Hal ini tentu bisa terwujud karena relatif baik lah ruang kebebasan beragama dan juga keterlibatan sosial bagi kawanan minoritas kecil umat Katolik di Indonesia. Di tengah kawanan pulau-pulau yang tersebar dan indah, hendaknya umat Katolik yang tersebar-sebar ikut membangun keindahan dunia kehidupan di Indonesia, demikian Paus menyerukannya. Tentu untuk itu perlu umat Katolik memegang sungguh nilai-nilai serta prinsip yang diajarkan serta dihidupi oleh Gereja.
Yesus Kristus datang untuk memberi pertumbuhan pada benih-benih yang telah disebarkannya dalam hati setiap orang, di tengah kenyataan budaya dan cara hidupnya yang khas. Dia ambil bagian dalam realitas nyata kehidupan kita, malahan menjadikan diri-Nya sebagai bagian dari dunia pada saat itu, berbicara dalam bahasa negeri itu, dan mengambil kisah dari kondisi serta kenyataan kehidupan setempat saat memberi contoh ilustratif dalam mengajarkan tentang keadilan, harapan, kebenaran serta kasih.
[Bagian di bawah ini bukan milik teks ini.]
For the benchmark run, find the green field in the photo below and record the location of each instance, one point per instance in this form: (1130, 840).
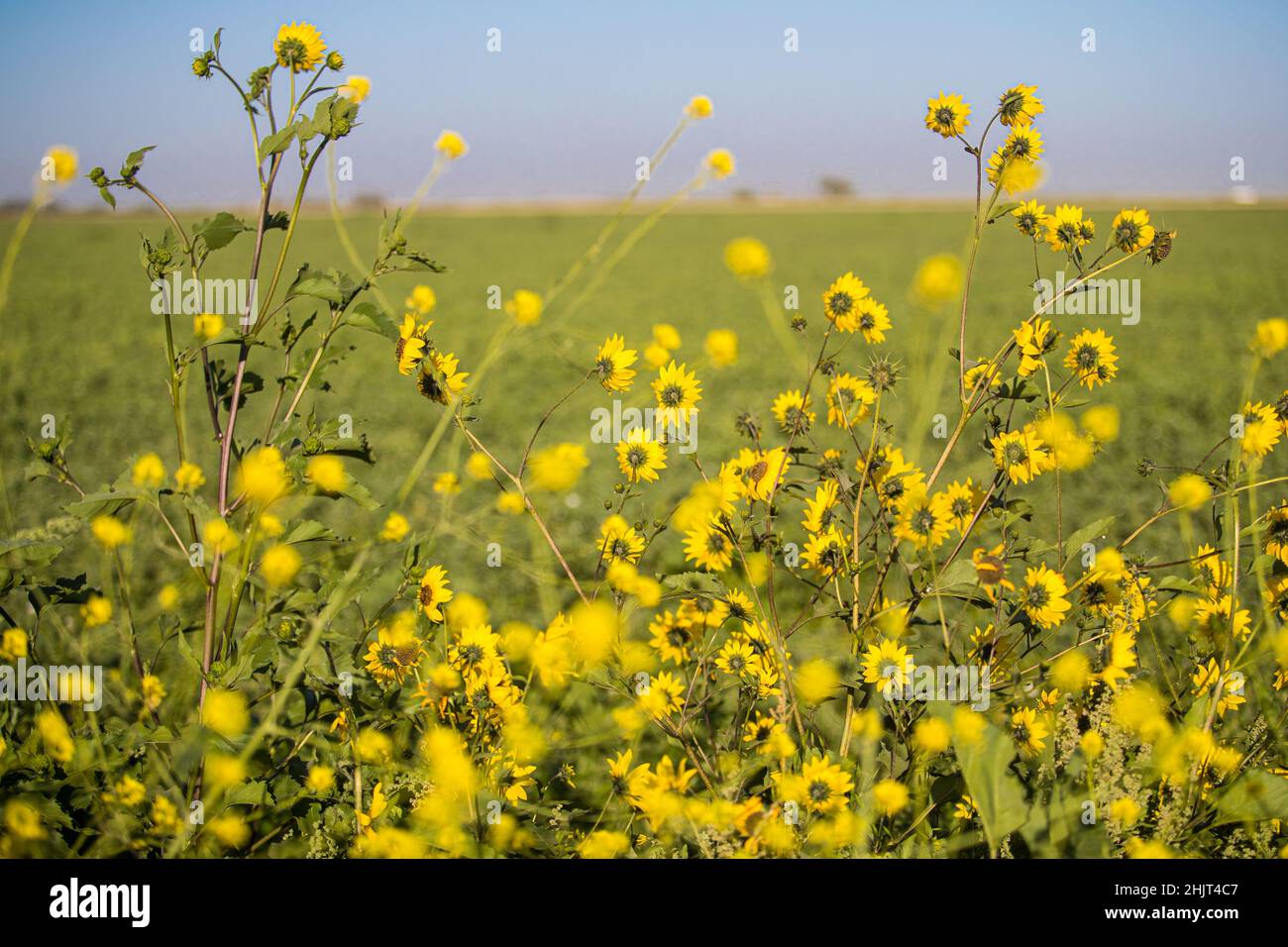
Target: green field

Tidak mengherankanlah kalau ajaran-Nya dapat tersebar sampai segala penjuru dunia, mengadaptasikan diri dalam pengungkapannya dengan segala bahasa, tradisi maupun peradaban. Hal itu dirangkumkan Paulus VI sebagai wajah Gereja yang terus berdialog dalam rangka mewujudkan diri menjadi Gereja setempat.
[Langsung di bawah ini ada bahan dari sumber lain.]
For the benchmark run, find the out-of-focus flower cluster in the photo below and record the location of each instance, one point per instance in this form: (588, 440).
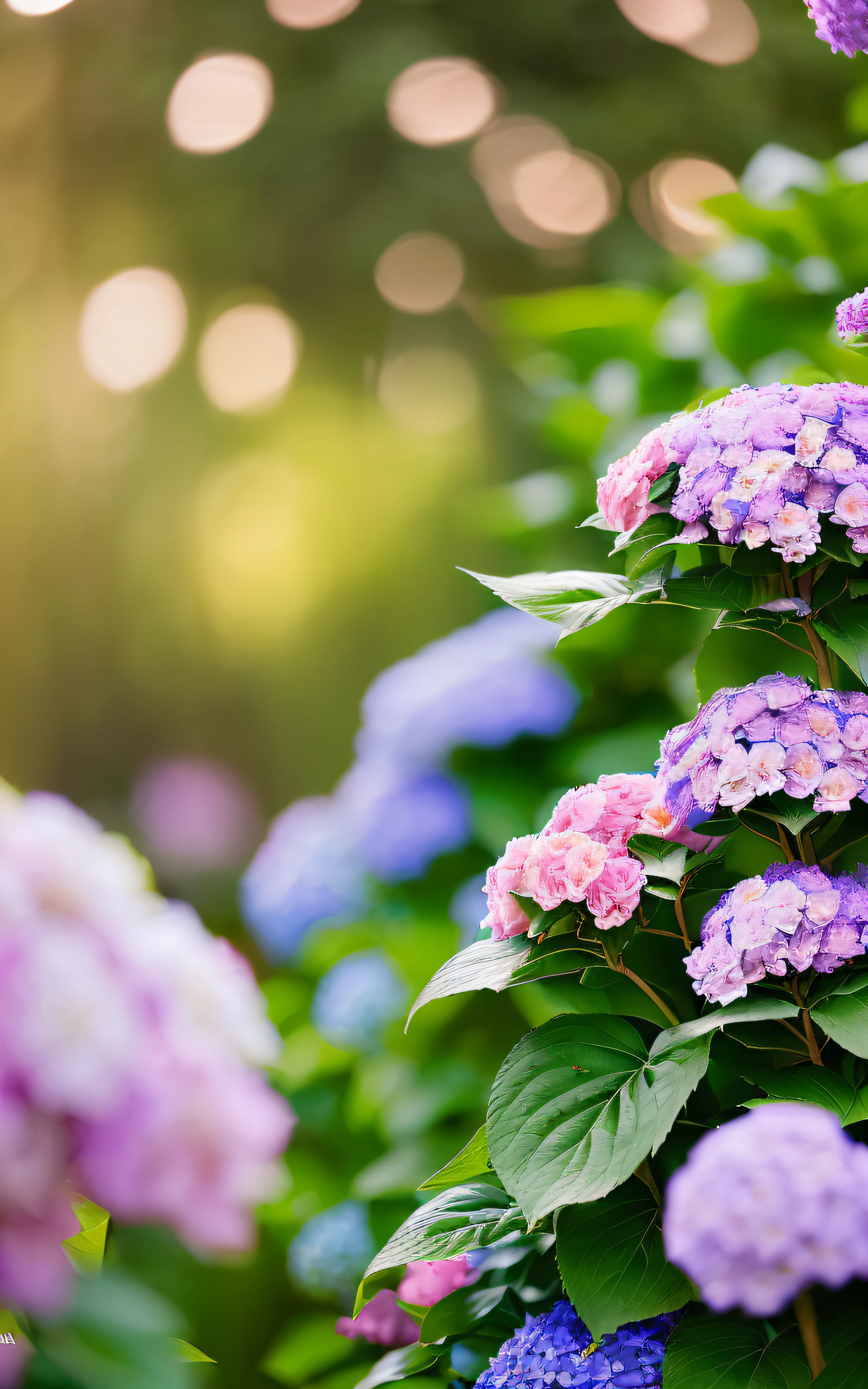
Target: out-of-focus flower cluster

Semua ini masih terus menjadi pekerjaan rumah dan tugas penting yang dihadapi oleh Gereja Katolik di Indonesia. Menjadi Gereja setempat sehingga Gereja di Indonesia dapat semakin menjadi Gereja Indonesia, inilah gerak misioner bagi kita hingga saat ini. Proses ini panjang, namun perlu dengan tekun dan setia dijalani. Paus Paulus VI telah memberikan tantangannya, selanjutnya lalu bagaimana kita, sejauh mana kita membangun dan menghidupi diri sebagai Gereja Indonesia.